Dacia Maraini hat eine erstaunliche Karriere hinter sich. Als sie
1962 ihre erste Erzählung "La vacanza" (deutsch "Tage im August")
herausbrachte, sprachen viele KritikerInnen von einem krassen Fall
literarischer Protektion. Zu jener Zeit war sie nämlich nicht nur die
Gefährtin des 29 Jahre älteren Alberto Moravia (1907-1990), sondern
schmückte ihr Erstlingswerk sogar mit einem Vorwort des berühmten
Lebenspartners. Jedoch hat die Autorin die abwertenden Urteile im
Laufe der Jahre durch Talent und Fantasie widerlegt und gehört heute
zu einer der interessantesten Erscheinungen der italienischen
Literaturszene.
Biografie
1936 als Tochter einer adligen sizilianischen Mutter und des
Anthropolgen Fosco Maraini geboren, siedelte Dacia schon früh von
Florenz nach Rom über, wo sie sich zunächst mit Gelegenheitsjobs
durchschlug. Später gründete sie mit Freunden eine literarische
Zeitschrift und arbeitete an mehreren Zeitungen mit. Nach der
Veröffentlichung ihrer ersten Romane und Erzählungen in den 60er
Jahren war sie Mitbegründerin experimenteller Theater, in denen vor
allem zeitgenössische italienische Stücke aufgeführt werden.
Kontroversiell
"Nur mit dem Willen allein kann man Tausende Jahre von Trennung
und Ausschluss nicht auslöschen", meint Dacia Maraini zur Geschichte
des Rollenverständnisses von Mann und Frau. Deshalb sei Literatur
über die weibliche Identität unbedingt notwendig. Schon 1976 wählte
sie für ihr Theaterstück "Dialog einer Prostituierten mit einem ihrer
Kunden" eine Protagonistin, die sich bewusst für den Beruf der
Prostituierten entschieden hat. Maraini wartet in dem Werk mit einem
provokanten Credo auf: Da alle Frauen sich sowohl in der Ehe als auch
in freien Beziehungen prostituierten, sei es ehrlicher und
konsequenter, für diese obligatorische Dienstleistung wenigstens ein
Entgelt zu verlangen.
Meriten
Mittlerweile ist Dacia Maraini eine vielfach ausgezeichnete
Autorin. Bereits 1963 erhielt sie für den Roman "Zeit des Unbehagens"
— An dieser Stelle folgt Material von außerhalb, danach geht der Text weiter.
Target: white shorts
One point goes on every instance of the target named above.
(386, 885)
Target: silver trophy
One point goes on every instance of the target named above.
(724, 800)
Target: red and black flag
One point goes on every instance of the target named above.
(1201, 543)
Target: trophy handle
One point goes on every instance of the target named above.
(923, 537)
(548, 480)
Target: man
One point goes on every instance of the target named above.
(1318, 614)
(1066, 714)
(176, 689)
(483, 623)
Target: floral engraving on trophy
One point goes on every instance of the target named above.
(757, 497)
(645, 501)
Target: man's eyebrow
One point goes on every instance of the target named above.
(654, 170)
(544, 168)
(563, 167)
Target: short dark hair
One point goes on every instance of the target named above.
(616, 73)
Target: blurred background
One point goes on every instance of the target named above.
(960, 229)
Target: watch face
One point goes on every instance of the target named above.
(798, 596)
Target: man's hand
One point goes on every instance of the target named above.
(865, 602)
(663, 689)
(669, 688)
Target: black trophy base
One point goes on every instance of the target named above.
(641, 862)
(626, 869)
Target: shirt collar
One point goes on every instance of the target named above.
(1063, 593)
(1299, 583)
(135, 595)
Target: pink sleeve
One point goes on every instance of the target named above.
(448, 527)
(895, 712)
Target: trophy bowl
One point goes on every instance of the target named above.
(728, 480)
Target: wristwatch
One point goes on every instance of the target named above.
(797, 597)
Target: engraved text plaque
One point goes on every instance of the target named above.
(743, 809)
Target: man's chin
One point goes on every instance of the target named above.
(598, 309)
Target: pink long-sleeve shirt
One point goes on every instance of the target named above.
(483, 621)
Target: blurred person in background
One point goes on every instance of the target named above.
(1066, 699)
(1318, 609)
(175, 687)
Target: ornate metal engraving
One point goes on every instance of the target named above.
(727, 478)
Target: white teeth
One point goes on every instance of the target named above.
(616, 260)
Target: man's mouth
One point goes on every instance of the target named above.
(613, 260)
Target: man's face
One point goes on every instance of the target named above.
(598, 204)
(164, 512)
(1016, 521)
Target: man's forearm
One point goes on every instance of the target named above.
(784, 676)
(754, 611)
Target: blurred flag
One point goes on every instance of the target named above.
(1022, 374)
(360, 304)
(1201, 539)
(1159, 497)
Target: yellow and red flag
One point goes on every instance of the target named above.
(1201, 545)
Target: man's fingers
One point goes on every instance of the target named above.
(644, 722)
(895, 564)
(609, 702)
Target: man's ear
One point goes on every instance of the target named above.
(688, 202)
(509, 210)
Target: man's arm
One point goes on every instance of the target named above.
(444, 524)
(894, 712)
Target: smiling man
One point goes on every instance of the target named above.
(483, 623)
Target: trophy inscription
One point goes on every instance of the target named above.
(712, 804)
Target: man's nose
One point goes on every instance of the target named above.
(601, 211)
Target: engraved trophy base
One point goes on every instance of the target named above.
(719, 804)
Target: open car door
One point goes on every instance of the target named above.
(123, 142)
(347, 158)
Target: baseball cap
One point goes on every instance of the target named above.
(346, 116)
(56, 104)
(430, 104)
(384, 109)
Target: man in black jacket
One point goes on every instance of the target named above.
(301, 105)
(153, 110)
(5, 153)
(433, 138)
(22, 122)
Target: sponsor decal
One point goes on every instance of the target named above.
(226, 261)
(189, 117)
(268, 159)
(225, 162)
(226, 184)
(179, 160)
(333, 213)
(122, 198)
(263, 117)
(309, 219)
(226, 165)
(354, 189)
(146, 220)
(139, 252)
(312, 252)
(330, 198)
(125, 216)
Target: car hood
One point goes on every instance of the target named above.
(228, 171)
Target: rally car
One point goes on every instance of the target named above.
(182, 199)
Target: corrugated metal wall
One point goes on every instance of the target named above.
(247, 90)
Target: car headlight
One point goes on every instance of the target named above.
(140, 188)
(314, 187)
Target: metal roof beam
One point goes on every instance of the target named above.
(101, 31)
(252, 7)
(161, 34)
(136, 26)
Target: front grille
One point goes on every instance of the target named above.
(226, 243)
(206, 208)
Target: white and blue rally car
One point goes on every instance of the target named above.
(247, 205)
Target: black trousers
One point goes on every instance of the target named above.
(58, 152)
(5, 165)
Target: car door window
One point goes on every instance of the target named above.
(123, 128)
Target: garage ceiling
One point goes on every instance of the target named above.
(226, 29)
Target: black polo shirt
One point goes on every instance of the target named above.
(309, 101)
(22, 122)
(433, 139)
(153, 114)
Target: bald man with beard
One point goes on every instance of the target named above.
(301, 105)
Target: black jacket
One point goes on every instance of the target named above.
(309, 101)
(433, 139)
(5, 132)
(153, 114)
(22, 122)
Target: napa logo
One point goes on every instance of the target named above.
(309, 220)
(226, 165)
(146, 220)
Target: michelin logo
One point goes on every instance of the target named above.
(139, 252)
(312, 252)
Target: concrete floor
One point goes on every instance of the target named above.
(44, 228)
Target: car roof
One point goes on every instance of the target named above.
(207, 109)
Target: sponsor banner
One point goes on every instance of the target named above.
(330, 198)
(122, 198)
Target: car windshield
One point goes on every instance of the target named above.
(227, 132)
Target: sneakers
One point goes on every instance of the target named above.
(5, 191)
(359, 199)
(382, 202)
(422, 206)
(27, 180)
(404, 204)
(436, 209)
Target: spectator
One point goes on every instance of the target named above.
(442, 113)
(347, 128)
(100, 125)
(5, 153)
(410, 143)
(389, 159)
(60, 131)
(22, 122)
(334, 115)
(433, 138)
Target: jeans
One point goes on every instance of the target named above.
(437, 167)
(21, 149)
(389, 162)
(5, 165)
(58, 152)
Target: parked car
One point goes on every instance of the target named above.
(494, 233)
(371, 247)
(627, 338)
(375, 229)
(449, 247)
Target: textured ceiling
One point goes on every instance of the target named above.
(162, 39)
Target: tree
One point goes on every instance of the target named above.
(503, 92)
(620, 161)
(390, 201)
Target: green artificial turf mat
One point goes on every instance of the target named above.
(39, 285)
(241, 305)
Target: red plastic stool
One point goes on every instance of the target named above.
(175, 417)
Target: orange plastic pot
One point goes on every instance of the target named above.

den Formentor-Verlegerpreis, 1999 den renommierten italienischen
Literaturpreis Premio Strega für den Erzählband "Buio" (etwa:
Dunkel). Darin setzt sie sich mit der Berichterstattung über
Verbrechen auseinander. Und obwohl sie seit Jahrzehnten eine der
erfolgreichsten Schriftstellerinnen Italiens ist, konnte sich Maraini
über die Auszeichnung noch freuen wie ein Kind. "Ein Traum! Ich bin
aufgeregt wie ein kleines Mädchen!", sagte sie damals.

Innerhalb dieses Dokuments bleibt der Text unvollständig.